I’ve missed you, small band of blog followers. During my time in cold and rainy Dublin I longed for Greece: bought Theo Dorgan’s poetry collection Greek, bored my friends with constant references to “my” place in the world, sought out Mediterranean food at the Temple Bar street market. Then I landed in a scorchingly hot and chaotic Athens that I felt unexpectedly alienated from. Has Athens changed that much? Objectively, no: summer is always hot and chaotic; if anything, it’s less chaotic here in terms of dodging tourist crowds. So it must be me. My beau has dubbed it my postpartum experience, perhaps inevitable after the life-changing sabbatical I enjoyed here in 2010. (Cue “Tintern Abbey.” I’ll return to this subject later.)

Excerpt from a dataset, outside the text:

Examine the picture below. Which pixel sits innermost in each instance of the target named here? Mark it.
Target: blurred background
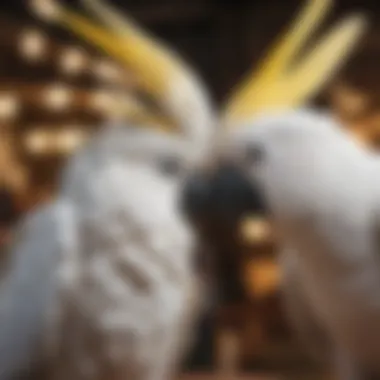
(55, 92)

So I sought refuge in the sanctuary of books at the Gennadius Library—which, if anything, has just gotten better. This repository for documents and artifacts on modern Greece, the modern library of the American School for Classical Studies, is filled with my people. All these early travelers, all these other romantics articulating for posterity their own complicated love affairs with Greece.
On these mornings that are already stiflingly hot and loud, I flash my reader’s ticket to the guard at the gate, slip into the aesthetic coolness of the neoclassical courtyard, and then the literal coolness of the air-conditioned library. It’s a small reading room—space for about 36 scholars, but only half a dozen of us are here today—and plain in style, especially after the delightfully rococo ceilings at the National Library of Ireland. Unlike many research libraries, where the rare books are all hidden away deep in the vaults of the stacks, the Gennadius houses many of their rare books in glass cabinets around the reading room. You feel that you’re in a generous friend’s study. The cabinets are locked, of course (probably unlike those in your friend’s study), but the kind and helpful Gennadius librarians pull out rare volumes, remembering my research, down to specific books I’m consulting.
Don’t you find that libraries stimulate and calm at the same time? (Favorite spot in Dublin: Marsh’s Library. I want to live in it. My cat would love it, too.)